In the majority of cases, STGD1 is caused by loss-of-function mutations of the gene ABCA4. Gene therapy aims to introduce a functional gene in the retina, supplementing the role of the impaired one in order to restore the normal cycling of 11-cis-retinal and preventing the accumulation of lipofuscin. There are two main ways to administer retinal gene therapy: intravitreal injection or subretinal delivery.98 In the intravitreal injection, the vector is injected in the vitreous cavity and then diffuses to the retina. Subretinal injections are more invasive, requiring pars plana vitrectomy and a small neurosensory retinal detachment, but deliver the vectors directly between RPE cells and photoreceptors. In inherited retinal diseases, adeno-associated virus (AAV) and lentivirus have been used as viral vectors to deliver the intact target genes.99 As the length of the ABCA4 gene (6.8 kb) exceeds the transportation capacity of AAV (4.5–5 kb), lentiviruses have been considered the vector of choice for STGD1 trials. SAR422459 (Oxford Biomedica, Sanofi), formerly known as Stargen, is a recombinant lentiviral vector based on Equine Infectious Anemia Virus containing a functioning ABCA4 gene. It was preclinically tested in mice, macaques, and rabbits, with encouraging results.100,101 A phase I/II clinical trial has started in 2011, but up to date, no preliminary results have been published.102

Stem Cells Transplantation

Stem cells are a promising therapeutic option in STGD1, whose purpose is to replace lost RPE cell in degenerated tissue. Preclinical studies of RPE cells derived from human embryonic stem cell (hESC) showed encouraging results: the subretinal transplantation of these cells in mouse models improved visual function and photoreceptor survival in a dose-dependent way.103 A phase I/IIa clinical trial was conducted to test the safety profile of transplanted RPE cells originated from hESC in patients with STGD1, enrolling 13 patients. The trial met its primary endpoint, demonstrating the tolerability of stem cell therapy. A longer follow-up (5-years) of this study is still uncompleted.

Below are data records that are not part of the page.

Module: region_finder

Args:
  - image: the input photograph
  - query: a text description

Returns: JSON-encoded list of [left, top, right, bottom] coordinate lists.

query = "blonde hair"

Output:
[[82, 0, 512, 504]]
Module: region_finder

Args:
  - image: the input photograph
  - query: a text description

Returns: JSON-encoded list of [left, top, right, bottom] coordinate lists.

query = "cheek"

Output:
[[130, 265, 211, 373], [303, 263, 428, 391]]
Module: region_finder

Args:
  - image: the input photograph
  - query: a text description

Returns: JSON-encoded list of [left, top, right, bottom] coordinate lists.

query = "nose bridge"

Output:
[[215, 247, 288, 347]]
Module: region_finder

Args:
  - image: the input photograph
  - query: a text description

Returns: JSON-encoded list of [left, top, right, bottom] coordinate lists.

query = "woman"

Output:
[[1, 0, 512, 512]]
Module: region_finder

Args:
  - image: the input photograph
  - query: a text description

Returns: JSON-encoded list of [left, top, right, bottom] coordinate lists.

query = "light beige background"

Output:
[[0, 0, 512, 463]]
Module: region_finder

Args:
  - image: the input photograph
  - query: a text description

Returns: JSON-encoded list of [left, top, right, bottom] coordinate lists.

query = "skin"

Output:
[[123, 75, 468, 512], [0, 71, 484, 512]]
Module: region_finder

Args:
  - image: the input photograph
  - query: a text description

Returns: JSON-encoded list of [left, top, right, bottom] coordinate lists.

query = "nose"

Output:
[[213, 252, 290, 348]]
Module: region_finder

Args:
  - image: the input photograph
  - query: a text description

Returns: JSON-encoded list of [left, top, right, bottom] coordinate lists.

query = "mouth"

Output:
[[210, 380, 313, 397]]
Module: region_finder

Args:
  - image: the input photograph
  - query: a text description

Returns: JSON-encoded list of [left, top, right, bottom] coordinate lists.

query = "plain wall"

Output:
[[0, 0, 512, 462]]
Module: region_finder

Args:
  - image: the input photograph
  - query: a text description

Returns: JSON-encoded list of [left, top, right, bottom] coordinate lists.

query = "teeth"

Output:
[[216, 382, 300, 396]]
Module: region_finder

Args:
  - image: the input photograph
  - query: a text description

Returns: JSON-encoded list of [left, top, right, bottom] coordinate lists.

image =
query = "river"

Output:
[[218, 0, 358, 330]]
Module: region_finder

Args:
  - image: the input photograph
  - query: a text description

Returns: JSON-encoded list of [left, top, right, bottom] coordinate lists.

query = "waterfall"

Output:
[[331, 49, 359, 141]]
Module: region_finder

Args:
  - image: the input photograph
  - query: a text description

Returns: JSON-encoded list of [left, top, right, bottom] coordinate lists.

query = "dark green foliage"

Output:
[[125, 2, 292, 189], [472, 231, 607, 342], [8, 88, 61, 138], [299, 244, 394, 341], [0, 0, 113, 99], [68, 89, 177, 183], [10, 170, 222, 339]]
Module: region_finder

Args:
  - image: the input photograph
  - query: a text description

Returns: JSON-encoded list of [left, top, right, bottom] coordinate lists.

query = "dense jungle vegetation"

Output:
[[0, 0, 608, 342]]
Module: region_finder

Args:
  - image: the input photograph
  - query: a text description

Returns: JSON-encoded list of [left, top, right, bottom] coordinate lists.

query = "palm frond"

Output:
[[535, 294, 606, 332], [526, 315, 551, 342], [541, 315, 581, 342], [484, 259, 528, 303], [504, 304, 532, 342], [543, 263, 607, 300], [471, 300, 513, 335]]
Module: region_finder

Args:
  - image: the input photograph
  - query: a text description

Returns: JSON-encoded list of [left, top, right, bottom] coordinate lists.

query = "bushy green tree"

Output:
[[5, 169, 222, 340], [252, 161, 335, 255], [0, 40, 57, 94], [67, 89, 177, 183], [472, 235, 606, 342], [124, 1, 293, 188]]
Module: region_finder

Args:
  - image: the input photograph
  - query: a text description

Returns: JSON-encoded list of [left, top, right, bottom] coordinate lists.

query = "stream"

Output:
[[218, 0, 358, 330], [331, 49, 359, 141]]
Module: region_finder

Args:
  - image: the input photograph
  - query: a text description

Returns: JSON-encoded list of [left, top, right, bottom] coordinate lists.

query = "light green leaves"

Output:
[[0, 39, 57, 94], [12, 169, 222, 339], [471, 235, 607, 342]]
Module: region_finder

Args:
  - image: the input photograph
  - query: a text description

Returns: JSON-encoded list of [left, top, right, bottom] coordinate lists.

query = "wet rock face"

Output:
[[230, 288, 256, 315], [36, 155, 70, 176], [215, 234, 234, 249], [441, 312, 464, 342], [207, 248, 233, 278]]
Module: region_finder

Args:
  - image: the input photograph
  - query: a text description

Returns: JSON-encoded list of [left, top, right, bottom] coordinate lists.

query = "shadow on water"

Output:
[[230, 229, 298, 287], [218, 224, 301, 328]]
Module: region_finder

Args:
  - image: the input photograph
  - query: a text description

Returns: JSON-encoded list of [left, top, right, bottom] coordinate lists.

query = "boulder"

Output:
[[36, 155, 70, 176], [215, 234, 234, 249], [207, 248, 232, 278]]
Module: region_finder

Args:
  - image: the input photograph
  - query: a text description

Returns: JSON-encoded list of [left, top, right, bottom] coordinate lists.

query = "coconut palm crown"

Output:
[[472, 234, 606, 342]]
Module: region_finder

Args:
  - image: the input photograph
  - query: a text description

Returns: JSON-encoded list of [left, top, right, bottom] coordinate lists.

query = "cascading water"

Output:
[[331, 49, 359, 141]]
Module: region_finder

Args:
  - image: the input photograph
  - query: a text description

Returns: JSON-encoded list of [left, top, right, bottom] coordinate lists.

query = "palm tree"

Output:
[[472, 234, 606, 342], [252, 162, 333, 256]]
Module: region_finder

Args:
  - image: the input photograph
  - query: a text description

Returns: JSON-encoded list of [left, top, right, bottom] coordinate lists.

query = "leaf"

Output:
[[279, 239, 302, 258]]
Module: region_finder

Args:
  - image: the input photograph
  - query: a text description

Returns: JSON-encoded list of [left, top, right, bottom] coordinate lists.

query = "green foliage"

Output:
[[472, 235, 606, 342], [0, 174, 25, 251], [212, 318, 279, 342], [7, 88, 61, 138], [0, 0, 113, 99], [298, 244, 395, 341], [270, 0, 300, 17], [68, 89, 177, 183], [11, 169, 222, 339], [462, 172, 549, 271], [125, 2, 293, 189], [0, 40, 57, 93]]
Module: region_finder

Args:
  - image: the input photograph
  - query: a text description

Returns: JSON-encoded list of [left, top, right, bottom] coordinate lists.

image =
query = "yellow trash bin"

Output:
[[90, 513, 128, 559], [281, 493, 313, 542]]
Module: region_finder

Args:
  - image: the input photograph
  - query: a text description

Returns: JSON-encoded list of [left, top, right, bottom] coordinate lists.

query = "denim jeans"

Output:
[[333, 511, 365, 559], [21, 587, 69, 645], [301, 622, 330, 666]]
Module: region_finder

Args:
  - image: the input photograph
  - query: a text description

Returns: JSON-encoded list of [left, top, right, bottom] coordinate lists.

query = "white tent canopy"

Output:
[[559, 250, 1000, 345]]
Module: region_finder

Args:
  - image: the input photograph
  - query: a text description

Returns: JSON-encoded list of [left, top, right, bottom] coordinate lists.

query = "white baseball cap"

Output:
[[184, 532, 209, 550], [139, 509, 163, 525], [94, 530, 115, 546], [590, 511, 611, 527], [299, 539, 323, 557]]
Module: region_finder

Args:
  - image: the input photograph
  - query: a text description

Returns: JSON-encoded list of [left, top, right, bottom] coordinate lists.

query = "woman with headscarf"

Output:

Treatment of Complications

The development of CNV in patients with STGD1, although rare, can lead to rapid and severe vision loss. Laser photocoagulation104 and photodynamic therapy105 have been attempted for the treatment of choroidal neovascular membranes, without encouraging results.

The efficacy of vascular endothelial growth factor (VEGF) inhibition has been demonstrated for neovascularization of other rarer etiologies rather than AMD, including STGD1.70,106 Ranibizumab has shown slowing down CNV progression, apparently without significant visual improvement. However, due to the infrequent rate of CNV development in STGD1, it is difficult to achieve robust evidence for the long-term management of neovascular membranes in these patients.

Conclusion

STGD1 still represents one of the major common causes of inherited childhood and adulthood irreversible visual impairment. Due to its high phenotypic and genotypic heterogeneity, STGD1 is a complex disease to understand. Increasingly improved non-invasive imaging techniques, biochemical and genetic advances have led to substantial forward steps in the monitoring and management of patients with STGD1. Optimization in study design and implementation of interventional trials will be pivotal in reaching the ambitious goal to shed complete light on this disease.

Disclosure

FB is a consultant for: Alcon (Fort Worth,Texas,USA), Alimera Sciences (Alpharetta, Georgia, USA), Allergan Inc (Irvine, California,USA), Farmila-Thea (Clermont-Ferrand, France), Bayer Shering-Pharma (Berlin, Germany), Bausch and Lomb (Rochester, New York, USA), Genentech (San Francisco, California, USA), Hoffmann-La-Roche (Basel, Switzerland), NovagaliPharma (Évry, France), Novartis (Basel, Switzerland), Sanofi-Aventis (Paris, France), Thrombogenics (Heverlee,Belgium), Zeiss (Dublin, USA). He also reports personal fees from Allergan Inc, Bayer, Boehringer Ingelheim, Fidia Sooft, Hofmann La Roche, Novartis, NTC Pharma, SIFI, Thrombogenics, and Zeiss, outside the submitted work. The authors report no other conflicts of interest in this work.